April 13, 2014
Jessie Redmon Fauset Program Features Youth Poets

LAWNSIDE, N.J.The Lawnside Historical Society will will celebrate Jessie Redmon Fauset Day April 26 featuring prize-winning poetry about democracy written by fifth through 12 graders from Camden, Burlington and Gloucester counties.

The competition is designed to encourage youth to write original poetry in the vein of the Harlem Renaissance, an intellectually vibrant period for Black America. The theme is "Democracy Under Duress."

Spoken word artist Dave Benjamin Watkis will perform. After coming to New Jersey from Jamaica, Mr. Watkis graduated from Rowan University. He connects with adolescents through poetry, counseling and performances. He performed at Camden’s Stop the Violence Rally at Campbell Field and with recording artists Erykah Badu, Jill Scott and Russell Simmons among others.

More than 50 students submitted original poetry. Winning poets will read their works starting at 2 p.m. in the Lawnside Public School, 426 E. Charleston Ave., where cash prizes and certificates will be awarded.

The Jessie Redmon Fauset Day and the Spirit of the Renaissance Poetry Competition are funded by a grant from the Camden County Cultural and Heritage Commission at Camden County College through the Local Arts Program of the New Jersey Council on the Arts, Department of State, a partner agency of the National Endowment for the Arts.

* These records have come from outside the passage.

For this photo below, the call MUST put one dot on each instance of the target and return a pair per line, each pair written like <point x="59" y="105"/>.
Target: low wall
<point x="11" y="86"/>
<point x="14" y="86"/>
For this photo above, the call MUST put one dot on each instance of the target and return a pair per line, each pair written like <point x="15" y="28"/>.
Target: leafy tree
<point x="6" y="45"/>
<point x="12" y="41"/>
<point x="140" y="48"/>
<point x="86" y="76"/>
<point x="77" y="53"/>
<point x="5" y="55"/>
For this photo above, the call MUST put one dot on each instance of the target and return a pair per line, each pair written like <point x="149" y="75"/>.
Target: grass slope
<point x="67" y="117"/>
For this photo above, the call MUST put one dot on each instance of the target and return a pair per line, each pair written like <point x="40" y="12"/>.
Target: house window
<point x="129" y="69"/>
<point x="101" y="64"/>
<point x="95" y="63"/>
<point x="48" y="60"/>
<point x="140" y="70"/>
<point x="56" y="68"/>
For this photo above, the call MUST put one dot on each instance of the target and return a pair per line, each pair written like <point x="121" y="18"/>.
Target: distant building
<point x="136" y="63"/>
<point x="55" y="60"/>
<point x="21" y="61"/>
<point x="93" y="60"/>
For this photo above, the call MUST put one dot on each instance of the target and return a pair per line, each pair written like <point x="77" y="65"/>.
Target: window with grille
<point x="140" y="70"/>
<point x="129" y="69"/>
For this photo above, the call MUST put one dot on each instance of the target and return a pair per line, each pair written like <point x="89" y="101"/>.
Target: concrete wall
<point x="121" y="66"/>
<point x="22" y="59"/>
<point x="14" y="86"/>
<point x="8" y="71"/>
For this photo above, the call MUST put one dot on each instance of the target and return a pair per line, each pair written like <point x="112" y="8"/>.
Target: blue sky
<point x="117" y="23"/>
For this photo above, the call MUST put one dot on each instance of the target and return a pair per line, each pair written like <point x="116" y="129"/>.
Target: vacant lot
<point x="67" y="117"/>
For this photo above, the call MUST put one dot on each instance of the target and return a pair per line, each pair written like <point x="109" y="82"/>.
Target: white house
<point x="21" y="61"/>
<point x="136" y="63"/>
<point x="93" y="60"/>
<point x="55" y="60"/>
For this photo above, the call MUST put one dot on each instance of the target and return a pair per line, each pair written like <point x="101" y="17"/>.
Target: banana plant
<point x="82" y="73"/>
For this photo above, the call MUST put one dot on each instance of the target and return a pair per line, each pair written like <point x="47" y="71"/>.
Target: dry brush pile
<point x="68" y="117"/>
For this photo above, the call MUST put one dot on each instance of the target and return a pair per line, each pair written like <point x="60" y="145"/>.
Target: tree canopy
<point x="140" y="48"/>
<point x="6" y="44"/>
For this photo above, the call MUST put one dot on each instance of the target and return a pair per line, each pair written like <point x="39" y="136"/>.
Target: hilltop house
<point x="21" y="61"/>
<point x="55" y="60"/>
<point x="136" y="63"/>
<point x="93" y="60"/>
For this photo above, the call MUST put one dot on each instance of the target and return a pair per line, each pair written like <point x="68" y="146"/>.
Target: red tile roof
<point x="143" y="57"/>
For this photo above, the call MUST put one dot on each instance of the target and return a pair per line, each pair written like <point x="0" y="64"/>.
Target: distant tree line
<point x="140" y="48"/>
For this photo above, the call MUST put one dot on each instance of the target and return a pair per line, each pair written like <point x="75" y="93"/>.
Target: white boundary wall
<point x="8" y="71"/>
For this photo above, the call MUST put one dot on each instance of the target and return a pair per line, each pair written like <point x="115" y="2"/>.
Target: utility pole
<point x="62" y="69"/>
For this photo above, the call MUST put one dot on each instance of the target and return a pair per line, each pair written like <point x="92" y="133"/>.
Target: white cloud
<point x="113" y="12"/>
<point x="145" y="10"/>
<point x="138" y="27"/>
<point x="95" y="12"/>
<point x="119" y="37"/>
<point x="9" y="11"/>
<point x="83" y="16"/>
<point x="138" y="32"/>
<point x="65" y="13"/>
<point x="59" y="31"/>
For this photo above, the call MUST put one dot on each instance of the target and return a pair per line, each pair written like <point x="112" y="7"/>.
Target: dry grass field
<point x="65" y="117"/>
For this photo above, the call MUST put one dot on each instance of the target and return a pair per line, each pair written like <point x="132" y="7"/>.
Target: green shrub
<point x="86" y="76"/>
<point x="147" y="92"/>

The program is free to the public.

Miss Fauset was literary editor of the NAACP's Crisis magazine for seven years during the 1920s, the height of the Harlem Renaissance. She was a novelist, poet and short story writer like her contemporaries Langston Hughes, Countee Cullen and Zora Neale Hurston. She was born in Lawnside while her father was pastor of Mount Pisgah African Methodist Episcopal Church on April 26, 1882.

Miss Fauset received her education in Philadelphia, a graduate of Girls High School. She was a 1905 graduate of Cornell University and earned a master's degree in French from the University of Pennsylvania.

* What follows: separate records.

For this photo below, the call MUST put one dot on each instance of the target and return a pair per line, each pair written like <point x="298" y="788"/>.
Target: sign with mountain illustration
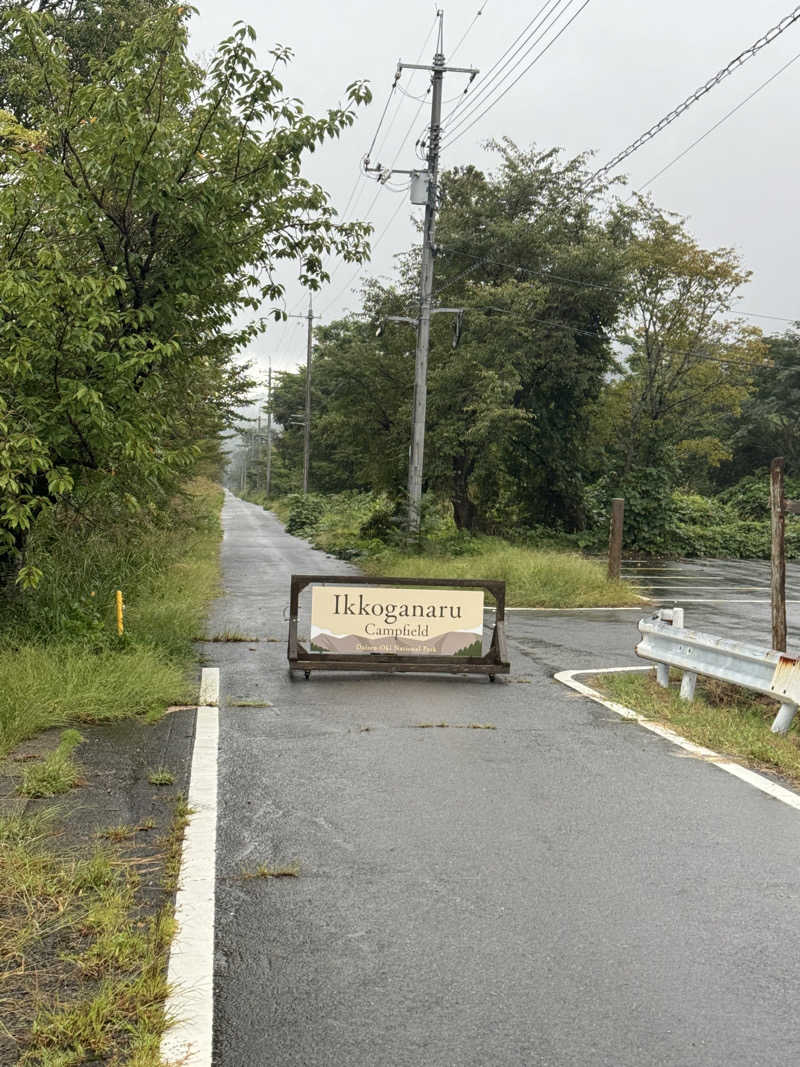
<point x="363" y="620"/>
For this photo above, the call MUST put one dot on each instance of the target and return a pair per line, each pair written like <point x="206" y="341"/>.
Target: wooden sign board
<point x="398" y="625"/>
<point x="402" y="621"/>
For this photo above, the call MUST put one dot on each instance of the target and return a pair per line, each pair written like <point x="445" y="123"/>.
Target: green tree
<point x="685" y="371"/>
<point x="131" y="247"/>
<point x="537" y="270"/>
<point x="768" y="426"/>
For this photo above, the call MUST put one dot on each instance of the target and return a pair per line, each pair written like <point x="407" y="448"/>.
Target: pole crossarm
<point x="473" y="72"/>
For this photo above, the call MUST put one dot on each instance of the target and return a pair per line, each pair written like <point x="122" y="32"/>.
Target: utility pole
<point x="426" y="283"/>
<point x="307" y="430"/>
<point x="269" y="430"/>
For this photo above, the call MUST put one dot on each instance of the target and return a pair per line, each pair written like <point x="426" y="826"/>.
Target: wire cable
<point x="620" y="338"/>
<point x="717" y="125"/>
<point x="469" y="28"/>
<point x="670" y="117"/>
<point x="508" y="89"/>
<point x="549" y="275"/>
<point x="483" y="83"/>
<point x="374" y="244"/>
<point x="383" y="115"/>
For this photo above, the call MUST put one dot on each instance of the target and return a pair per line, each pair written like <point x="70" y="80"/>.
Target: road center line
<point x="190" y="974"/>
<point x="751" y="777"/>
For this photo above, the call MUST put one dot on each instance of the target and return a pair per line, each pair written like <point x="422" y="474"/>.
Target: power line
<point x="544" y="272"/>
<point x="670" y="117"/>
<point x="620" y="338"/>
<point x="469" y="28"/>
<point x="718" y="124"/>
<point x="383" y="113"/>
<point x="360" y="184"/>
<point x="536" y="59"/>
<point x="488" y="78"/>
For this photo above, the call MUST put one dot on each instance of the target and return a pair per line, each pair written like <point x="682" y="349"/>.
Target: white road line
<point x="722" y="600"/>
<point x="676" y="577"/>
<point x="640" y="608"/>
<point x="190" y="974"/>
<point x="756" y="780"/>
<point x="705" y="589"/>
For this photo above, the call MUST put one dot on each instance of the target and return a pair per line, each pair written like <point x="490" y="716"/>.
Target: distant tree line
<point x="145" y="201"/>
<point x="600" y="355"/>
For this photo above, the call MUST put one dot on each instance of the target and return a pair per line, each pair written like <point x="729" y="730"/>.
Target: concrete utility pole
<point x="426" y="284"/>
<point x="778" y="566"/>
<point x="269" y="430"/>
<point x="307" y="430"/>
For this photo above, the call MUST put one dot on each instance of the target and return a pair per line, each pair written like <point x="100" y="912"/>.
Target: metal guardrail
<point x="666" y="641"/>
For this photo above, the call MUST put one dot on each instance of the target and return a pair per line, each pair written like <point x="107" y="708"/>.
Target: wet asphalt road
<point x="565" y="889"/>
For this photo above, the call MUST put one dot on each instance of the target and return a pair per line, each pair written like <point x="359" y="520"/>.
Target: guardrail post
<point x="778" y="508"/>
<point x="614" y="538"/>
<point x="784" y="718"/>
<point x="687" y="685"/>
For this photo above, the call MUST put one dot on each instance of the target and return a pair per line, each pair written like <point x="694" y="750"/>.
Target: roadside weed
<point x="57" y="773"/>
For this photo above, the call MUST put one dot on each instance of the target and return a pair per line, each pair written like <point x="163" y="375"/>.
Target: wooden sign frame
<point x="495" y="662"/>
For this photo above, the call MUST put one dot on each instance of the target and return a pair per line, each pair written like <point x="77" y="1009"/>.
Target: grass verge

Langston Hughes, Harlem's poet laureate, called Miss Fauset the mid-wife of the Harlem Renaissance for nurturing him and others by providing an outlet for their voices and published work. She eventually married, returned to high school teaching and died in 1961 in New Jersey.

The Society began honoring Miss Fauset in 2004.

The Lawnside Historical Society is a non-profit organization dedicated to the preservation of the Peter Mott House and the promotion of Lawnside's heritage as a uniquely African-American town. It is a designated organization of the New Jersey Cultural Trust.